Neighbors build friendships and retain a distinctive rural feeling along Monte Sereno’s tranquil Eichler cul-de-sac
Sweet Sixteen
Hidden behind mature trees, the Monte Sereno Eichlers on a street called Via Sereno enjoy a setting of tranquility.
Sweet Sixteen
Sweet Sixteen
Sweet Sixteen
Inside and outside the home of Jennifer and Tim Begg, seen above with children Emily and Nicolas.

Jennifer Begg knew exactly where she wanted her family to live—though her husband doubted such a place existed.

"She had said, 'I want to live at the end of a cul-de-sac, where you know all your neighbors, and where our kids can run around on the street,'" Tim Begg says, recalling the days when he and Jennifer visited open house after open house.

"I said, 'Jennifer, that doesn't exist anymore. For one thing, people would call child services if the kids were seen running around the street.'"

Ah, but Via Sereno does exist, and it is almost as serene as its name suggests. Though it is just off sometimes-busy Winchester Boulevard in the South Bay hamlet of Monte Sereno, the 16-home Eichler cul-de-sac retains a rural feeling.

This is especially so at night, when the glow from within glass-walled houses, restrained landscaping lighting, and the stars provide the only light.

And sound? Rather than freeway noise, folks hear the lonesome whistle from the miniature steam-driven Billy Jones Wildcat Railroad down the hill in Vasona Lake County Park.

And, yes, the Beggs did move into a home at the end of a cul-de-sac, where they are friends with neighbors and where daughter, Emily, and son, Nicolas, play freely out of doors.

Sereno Foothills, as this Eichler tract was originally known, remains an almost intact neighborhood, one of Joe Eichler's smallest and one of his later ones.

The homes, designed by Claude Oakland and built in 1969 and 1970, are generally four bedrooms and two baths, and on large lots—though longtime resident Bryan Mekechuk points out, "These are the smallest lots in Monte Sereno," a city with large homes on hilly sites.

Some of the Eichlers have atriums, but others are loggia models, with large entryways opening onto living rooms.
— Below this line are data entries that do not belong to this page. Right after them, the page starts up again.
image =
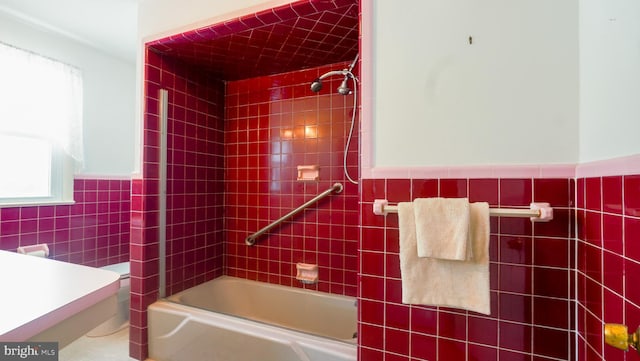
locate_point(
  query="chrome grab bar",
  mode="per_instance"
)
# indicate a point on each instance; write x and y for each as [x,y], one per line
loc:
[251,240]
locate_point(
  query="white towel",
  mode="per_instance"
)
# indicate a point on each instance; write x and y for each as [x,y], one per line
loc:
[432,281]
[442,227]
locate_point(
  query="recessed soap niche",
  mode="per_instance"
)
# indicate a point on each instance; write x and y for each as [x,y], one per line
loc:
[308,172]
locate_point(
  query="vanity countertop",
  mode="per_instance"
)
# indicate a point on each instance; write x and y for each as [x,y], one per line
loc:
[38,293]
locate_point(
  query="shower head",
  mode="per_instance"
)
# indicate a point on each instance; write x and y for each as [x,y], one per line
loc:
[344,88]
[316,85]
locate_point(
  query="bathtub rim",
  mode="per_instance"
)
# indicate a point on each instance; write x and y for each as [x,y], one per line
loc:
[258,329]
[175,299]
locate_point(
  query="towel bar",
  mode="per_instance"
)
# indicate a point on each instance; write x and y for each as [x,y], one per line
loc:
[537,212]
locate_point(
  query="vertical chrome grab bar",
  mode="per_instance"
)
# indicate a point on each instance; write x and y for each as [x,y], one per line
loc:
[251,240]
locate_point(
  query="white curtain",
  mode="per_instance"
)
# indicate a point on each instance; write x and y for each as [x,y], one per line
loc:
[41,98]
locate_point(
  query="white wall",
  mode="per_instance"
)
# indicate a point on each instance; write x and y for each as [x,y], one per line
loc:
[609,79]
[510,97]
[109,95]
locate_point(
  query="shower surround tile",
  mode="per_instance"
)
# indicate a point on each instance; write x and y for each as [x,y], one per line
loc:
[273,125]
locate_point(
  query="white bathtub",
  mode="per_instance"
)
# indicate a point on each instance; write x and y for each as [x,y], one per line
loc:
[232,319]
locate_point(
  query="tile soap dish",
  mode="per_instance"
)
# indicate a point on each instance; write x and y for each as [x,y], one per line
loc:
[307,273]
[308,172]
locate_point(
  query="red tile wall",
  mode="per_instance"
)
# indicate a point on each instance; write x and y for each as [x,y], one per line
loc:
[608,267]
[531,278]
[274,124]
[195,202]
[93,232]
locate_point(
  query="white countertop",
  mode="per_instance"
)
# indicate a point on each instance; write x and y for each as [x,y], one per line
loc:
[38,293]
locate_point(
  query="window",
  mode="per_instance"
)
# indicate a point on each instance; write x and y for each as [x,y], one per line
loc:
[40,128]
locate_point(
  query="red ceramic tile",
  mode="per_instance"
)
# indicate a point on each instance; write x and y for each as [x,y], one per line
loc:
[632,292]
[483,190]
[515,192]
[593,194]
[424,188]
[515,279]
[553,191]
[612,239]
[632,195]
[371,336]
[612,195]
[398,190]
[423,347]
[481,353]
[515,307]
[632,238]
[593,228]
[551,342]
[396,341]
[551,252]
[515,249]
[551,312]
[483,330]
[551,282]
[452,350]
[453,188]
[452,326]
[516,337]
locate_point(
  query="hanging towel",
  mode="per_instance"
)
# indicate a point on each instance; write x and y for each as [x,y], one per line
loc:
[442,227]
[438,282]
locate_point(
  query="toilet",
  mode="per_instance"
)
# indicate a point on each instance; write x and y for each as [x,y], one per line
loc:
[121,319]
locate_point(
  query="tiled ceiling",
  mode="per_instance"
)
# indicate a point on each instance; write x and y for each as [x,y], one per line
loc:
[296,36]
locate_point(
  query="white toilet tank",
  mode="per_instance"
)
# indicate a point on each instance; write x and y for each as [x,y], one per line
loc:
[121,319]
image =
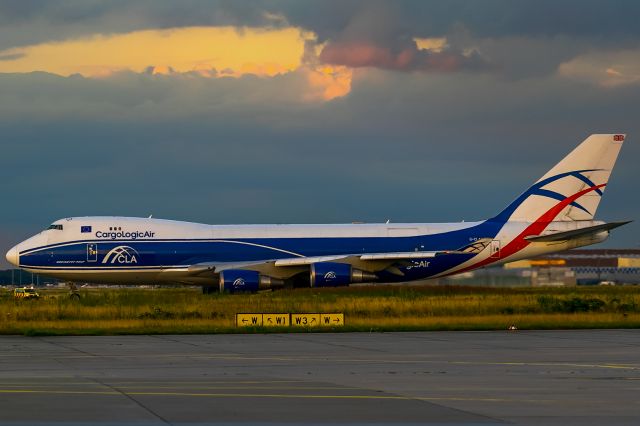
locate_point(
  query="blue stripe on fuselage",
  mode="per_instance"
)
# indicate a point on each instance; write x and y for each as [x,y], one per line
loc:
[187,252]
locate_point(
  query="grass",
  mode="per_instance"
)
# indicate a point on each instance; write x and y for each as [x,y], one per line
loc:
[377,308]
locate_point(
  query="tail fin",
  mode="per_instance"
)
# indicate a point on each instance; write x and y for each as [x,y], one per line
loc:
[572,189]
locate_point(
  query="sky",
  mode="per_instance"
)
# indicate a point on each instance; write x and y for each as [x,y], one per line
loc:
[308,111]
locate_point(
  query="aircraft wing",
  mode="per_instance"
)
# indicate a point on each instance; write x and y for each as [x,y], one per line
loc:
[283,267]
[576,233]
[370,262]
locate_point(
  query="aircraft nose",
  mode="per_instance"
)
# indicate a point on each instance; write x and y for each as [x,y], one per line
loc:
[12,256]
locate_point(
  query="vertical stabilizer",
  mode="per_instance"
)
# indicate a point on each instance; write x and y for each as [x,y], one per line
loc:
[574,187]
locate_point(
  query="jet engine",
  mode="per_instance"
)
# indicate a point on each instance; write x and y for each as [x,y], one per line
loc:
[333,274]
[240,280]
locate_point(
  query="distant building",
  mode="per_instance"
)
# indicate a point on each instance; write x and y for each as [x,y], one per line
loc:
[585,267]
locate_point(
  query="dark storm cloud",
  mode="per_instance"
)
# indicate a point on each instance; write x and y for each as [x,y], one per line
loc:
[518,39]
[408,146]
[406,58]
[399,146]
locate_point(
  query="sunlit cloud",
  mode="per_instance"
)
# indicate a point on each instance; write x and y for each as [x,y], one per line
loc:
[434,44]
[209,51]
[607,69]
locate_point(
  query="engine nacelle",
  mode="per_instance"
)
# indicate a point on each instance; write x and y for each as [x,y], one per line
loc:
[240,280]
[333,274]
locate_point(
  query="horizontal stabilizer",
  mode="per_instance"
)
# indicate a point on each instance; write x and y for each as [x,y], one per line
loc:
[576,233]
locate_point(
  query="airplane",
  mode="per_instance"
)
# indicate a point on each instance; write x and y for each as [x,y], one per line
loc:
[556,213]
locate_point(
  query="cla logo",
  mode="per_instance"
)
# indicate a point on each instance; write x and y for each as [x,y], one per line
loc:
[122,255]
[331,275]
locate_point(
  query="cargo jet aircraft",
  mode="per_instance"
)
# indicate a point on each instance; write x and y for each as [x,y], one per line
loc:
[556,213]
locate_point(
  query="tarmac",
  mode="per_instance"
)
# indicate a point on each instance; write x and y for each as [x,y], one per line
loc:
[453,378]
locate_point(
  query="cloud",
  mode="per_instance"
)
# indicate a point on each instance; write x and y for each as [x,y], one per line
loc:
[181,50]
[604,68]
[408,58]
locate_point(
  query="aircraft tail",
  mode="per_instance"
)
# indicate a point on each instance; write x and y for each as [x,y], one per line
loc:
[571,190]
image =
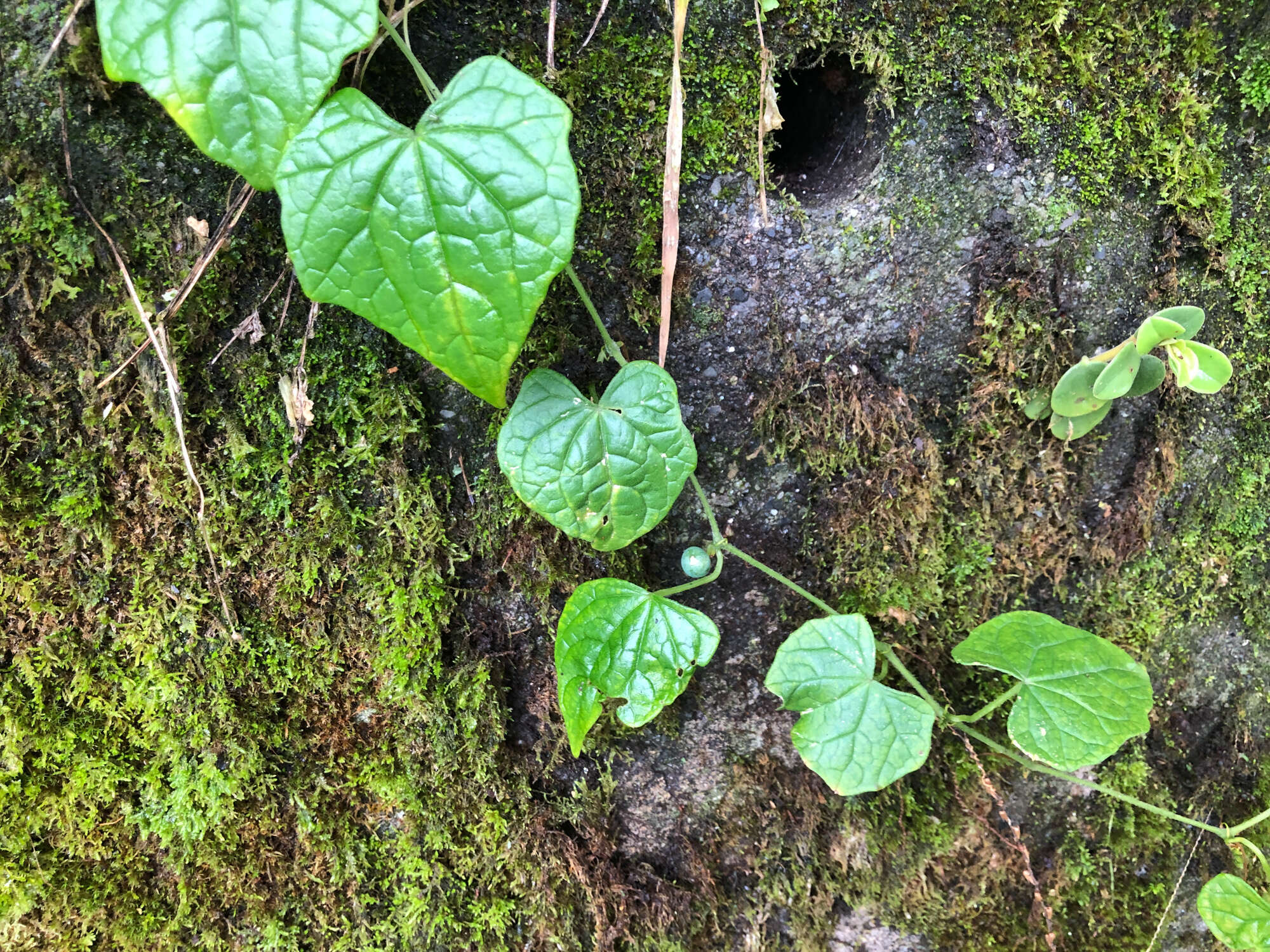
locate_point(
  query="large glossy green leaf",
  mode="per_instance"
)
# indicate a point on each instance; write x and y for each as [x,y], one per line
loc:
[241,77]
[618,640]
[1235,913]
[1074,397]
[1200,367]
[857,734]
[1081,697]
[606,473]
[446,235]
[1151,375]
[1118,376]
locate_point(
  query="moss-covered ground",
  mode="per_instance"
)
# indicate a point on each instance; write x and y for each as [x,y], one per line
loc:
[363,751]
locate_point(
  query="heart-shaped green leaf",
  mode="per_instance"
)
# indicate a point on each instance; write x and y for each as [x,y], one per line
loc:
[1076,427]
[1188,317]
[1038,408]
[619,640]
[1081,697]
[1074,397]
[446,235]
[1151,375]
[606,473]
[857,734]
[1235,913]
[1200,367]
[241,77]
[1155,331]
[1118,376]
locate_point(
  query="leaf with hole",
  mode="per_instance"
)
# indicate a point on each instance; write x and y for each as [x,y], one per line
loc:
[241,77]
[1200,367]
[1189,318]
[1235,913]
[618,640]
[857,734]
[1081,697]
[1155,331]
[446,235]
[1118,376]
[1074,397]
[606,473]
[1151,375]
[1076,427]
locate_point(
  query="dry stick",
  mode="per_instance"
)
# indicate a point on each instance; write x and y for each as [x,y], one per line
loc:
[157,342]
[238,205]
[671,182]
[62,35]
[1177,887]
[595,26]
[552,7]
[1017,835]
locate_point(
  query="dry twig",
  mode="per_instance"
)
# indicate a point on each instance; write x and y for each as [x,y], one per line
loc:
[62,35]
[158,341]
[595,26]
[671,182]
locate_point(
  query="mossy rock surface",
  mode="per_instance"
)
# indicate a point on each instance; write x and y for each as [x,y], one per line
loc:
[330,722]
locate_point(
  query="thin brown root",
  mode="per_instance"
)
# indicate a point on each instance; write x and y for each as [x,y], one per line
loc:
[552,13]
[595,26]
[671,182]
[158,341]
[62,35]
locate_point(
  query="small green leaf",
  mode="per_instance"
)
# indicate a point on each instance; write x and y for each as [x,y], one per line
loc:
[1076,427]
[1083,697]
[1151,375]
[1235,913]
[241,77]
[1155,331]
[1200,367]
[1038,408]
[618,640]
[1118,376]
[446,235]
[857,734]
[1188,317]
[1074,397]
[606,473]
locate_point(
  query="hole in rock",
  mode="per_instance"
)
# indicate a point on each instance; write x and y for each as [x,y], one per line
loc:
[825,140]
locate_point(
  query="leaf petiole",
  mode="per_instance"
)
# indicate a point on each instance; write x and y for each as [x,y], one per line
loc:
[788,583]
[990,708]
[425,79]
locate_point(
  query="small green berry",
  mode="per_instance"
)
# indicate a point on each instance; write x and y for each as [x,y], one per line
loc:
[695,562]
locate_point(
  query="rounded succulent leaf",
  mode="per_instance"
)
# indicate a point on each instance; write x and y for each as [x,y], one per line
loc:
[1074,397]
[1155,331]
[1081,697]
[857,734]
[1200,367]
[446,235]
[1076,427]
[1118,376]
[606,473]
[1151,375]
[695,563]
[241,77]
[1188,317]
[618,640]
[1038,408]
[1235,913]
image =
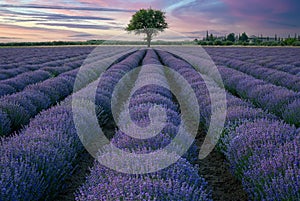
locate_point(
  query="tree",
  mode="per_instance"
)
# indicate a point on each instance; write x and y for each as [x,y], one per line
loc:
[149,22]
[244,37]
[231,37]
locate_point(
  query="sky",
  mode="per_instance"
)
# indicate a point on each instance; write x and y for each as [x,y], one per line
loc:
[80,20]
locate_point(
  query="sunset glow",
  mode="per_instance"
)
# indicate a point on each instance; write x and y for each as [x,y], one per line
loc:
[73,20]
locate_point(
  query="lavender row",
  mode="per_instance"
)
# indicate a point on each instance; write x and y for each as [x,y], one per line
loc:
[19,82]
[179,181]
[278,100]
[262,151]
[37,56]
[273,76]
[282,59]
[30,59]
[35,163]
[17,109]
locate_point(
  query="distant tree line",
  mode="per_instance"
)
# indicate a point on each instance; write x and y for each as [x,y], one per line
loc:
[93,42]
[244,39]
[53,43]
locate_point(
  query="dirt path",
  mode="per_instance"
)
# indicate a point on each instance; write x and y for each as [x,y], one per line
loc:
[215,170]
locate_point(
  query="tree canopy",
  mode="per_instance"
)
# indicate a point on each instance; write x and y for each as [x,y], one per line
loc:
[149,22]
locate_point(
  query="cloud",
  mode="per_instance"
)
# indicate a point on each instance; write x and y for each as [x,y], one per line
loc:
[81,35]
[80,26]
[52,7]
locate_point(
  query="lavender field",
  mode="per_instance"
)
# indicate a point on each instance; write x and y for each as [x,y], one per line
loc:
[247,100]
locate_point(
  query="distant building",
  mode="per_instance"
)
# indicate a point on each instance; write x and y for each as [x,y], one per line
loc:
[253,39]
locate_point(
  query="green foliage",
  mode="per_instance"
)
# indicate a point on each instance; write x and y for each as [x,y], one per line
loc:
[244,37]
[231,37]
[149,22]
[290,41]
[228,42]
[218,42]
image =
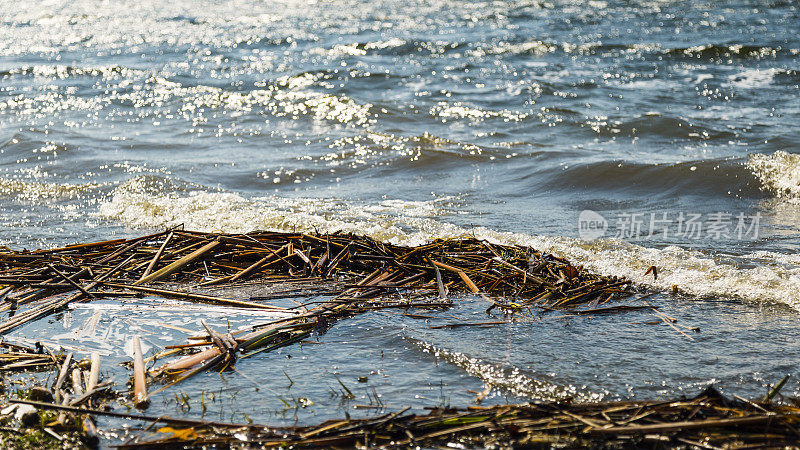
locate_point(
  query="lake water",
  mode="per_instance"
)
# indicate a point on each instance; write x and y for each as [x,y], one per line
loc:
[677,124]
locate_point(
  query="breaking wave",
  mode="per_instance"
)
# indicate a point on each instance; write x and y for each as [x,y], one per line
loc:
[775,279]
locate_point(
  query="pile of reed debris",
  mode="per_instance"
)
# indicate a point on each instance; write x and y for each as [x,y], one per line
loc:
[345,275]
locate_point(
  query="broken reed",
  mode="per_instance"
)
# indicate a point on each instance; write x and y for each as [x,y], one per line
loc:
[359,273]
[709,420]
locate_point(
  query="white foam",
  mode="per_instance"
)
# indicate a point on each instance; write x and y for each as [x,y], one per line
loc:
[774,279]
[779,173]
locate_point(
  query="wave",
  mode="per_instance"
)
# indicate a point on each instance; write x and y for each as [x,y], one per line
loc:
[774,279]
[506,377]
[27,190]
[722,177]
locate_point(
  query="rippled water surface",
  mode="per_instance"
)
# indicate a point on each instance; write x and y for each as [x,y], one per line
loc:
[415,120]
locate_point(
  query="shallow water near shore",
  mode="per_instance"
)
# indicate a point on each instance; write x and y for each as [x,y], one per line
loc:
[415,121]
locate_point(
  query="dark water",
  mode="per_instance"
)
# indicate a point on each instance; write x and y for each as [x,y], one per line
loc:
[414,120]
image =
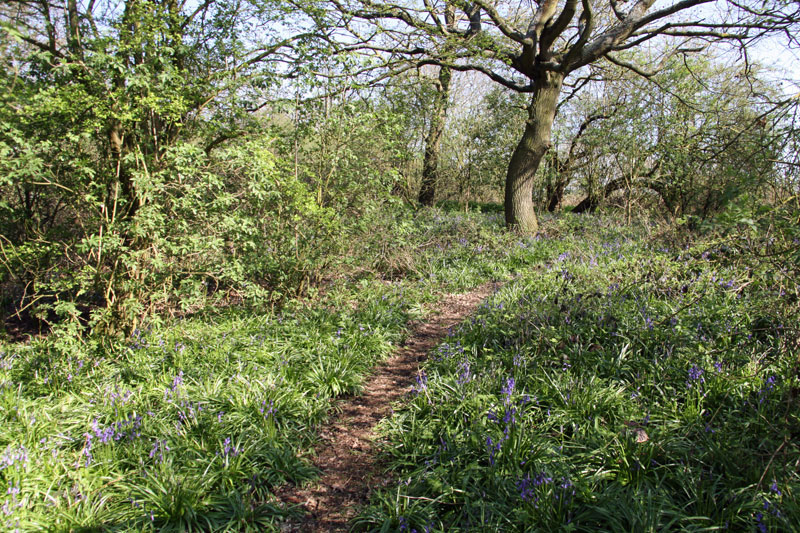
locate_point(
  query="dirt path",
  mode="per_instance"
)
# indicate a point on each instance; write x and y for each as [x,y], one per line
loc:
[347,455]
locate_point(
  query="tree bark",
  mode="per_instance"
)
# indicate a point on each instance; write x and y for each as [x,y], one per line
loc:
[536,140]
[430,162]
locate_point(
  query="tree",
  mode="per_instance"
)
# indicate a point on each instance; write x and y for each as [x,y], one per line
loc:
[535,49]
[108,111]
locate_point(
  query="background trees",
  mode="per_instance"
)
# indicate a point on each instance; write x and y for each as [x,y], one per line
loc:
[533,50]
[150,148]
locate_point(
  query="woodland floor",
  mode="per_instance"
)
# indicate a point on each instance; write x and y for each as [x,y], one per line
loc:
[347,454]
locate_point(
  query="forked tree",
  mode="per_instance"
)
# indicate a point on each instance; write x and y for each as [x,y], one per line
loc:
[533,47]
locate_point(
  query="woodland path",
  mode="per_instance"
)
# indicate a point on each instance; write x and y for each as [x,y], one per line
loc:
[347,455]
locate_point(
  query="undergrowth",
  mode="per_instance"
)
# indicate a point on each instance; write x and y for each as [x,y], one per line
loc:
[194,423]
[634,382]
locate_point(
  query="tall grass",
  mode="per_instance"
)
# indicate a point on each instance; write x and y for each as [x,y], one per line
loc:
[632,383]
[194,423]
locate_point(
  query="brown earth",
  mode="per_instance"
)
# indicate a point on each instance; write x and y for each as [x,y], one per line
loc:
[347,454]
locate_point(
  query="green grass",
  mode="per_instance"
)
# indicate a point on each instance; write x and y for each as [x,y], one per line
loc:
[609,334]
[629,384]
[194,423]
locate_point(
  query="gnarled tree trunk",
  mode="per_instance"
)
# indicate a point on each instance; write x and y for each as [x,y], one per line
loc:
[535,142]
[430,162]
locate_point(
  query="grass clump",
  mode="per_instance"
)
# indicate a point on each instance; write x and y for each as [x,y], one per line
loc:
[194,423]
[631,383]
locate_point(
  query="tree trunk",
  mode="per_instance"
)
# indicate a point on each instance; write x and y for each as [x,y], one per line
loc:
[430,163]
[535,142]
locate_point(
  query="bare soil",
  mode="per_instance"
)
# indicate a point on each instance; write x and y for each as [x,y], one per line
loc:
[347,454]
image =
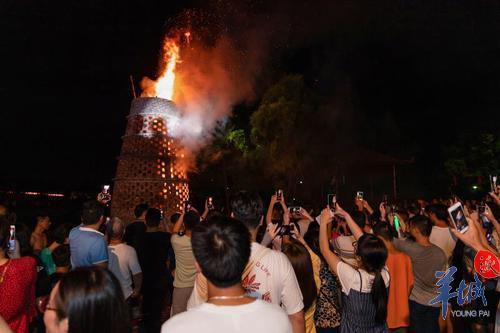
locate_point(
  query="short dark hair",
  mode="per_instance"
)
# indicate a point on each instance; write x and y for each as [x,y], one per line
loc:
[191,220]
[92,212]
[222,248]
[422,223]
[61,256]
[153,217]
[383,230]
[61,233]
[359,218]
[247,207]
[140,209]
[92,300]
[441,211]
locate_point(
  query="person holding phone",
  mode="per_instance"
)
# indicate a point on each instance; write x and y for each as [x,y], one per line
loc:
[426,259]
[185,270]
[364,287]
[306,265]
[17,285]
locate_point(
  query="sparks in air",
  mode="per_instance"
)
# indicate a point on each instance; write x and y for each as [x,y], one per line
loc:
[164,87]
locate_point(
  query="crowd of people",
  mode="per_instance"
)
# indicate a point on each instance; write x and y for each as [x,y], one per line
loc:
[284,269]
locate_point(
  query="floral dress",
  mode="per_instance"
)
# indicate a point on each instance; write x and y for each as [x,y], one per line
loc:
[328,308]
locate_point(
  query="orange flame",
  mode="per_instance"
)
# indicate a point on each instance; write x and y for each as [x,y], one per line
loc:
[164,87]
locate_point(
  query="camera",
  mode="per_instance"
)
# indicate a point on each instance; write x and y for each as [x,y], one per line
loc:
[104,196]
[286,230]
[210,203]
[493,184]
[331,201]
[279,195]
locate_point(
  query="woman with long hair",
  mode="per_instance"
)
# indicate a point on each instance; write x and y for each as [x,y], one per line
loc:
[365,288]
[306,266]
[86,300]
[17,285]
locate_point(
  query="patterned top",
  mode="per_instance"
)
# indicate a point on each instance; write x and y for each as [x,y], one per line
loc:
[18,287]
[328,310]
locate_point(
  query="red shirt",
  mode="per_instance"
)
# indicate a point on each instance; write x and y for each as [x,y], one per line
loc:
[398,308]
[17,292]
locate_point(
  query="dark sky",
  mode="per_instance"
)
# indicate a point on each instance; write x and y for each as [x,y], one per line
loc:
[421,70]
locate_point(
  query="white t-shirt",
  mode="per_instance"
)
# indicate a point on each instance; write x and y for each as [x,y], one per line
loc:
[444,239]
[271,279]
[349,278]
[257,316]
[123,263]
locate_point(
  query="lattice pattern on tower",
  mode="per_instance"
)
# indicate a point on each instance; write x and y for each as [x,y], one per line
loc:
[151,165]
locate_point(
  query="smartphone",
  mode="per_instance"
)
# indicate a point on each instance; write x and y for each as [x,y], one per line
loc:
[331,201]
[279,195]
[396,223]
[286,230]
[458,219]
[12,238]
[210,203]
[104,196]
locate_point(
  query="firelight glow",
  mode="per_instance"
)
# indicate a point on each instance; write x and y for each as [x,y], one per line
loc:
[164,87]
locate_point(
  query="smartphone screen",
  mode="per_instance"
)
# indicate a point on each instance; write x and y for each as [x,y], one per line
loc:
[331,200]
[279,194]
[457,215]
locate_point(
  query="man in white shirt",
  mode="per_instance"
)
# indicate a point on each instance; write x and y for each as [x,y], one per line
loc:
[123,262]
[222,249]
[269,274]
[441,235]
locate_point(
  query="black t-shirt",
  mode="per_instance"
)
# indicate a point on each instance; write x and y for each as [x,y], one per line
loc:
[153,251]
[134,232]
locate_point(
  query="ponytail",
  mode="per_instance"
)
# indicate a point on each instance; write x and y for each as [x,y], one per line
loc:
[379,297]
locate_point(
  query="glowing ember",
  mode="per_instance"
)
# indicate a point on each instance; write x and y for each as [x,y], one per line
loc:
[165,83]
[163,87]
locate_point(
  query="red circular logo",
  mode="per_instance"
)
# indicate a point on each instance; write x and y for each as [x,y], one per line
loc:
[487,264]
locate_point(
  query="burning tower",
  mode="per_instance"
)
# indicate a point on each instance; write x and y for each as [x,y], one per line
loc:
[151,168]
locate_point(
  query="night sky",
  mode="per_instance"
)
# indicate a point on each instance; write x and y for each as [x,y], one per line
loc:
[415,73]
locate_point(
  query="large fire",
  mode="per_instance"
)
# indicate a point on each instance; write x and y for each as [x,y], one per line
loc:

The most recent sale topped $2 million.

The street of Via Sereno is a place where people genuinely like each other so much, they say, that even when one property is allowed to deteriorate, and another becomes a construction zone for years, no one raises a stink.

"They are really nice people," longtime resident Ned Gault says of the homeowners whose fence, which prominently borders the neighborhood, is falling down.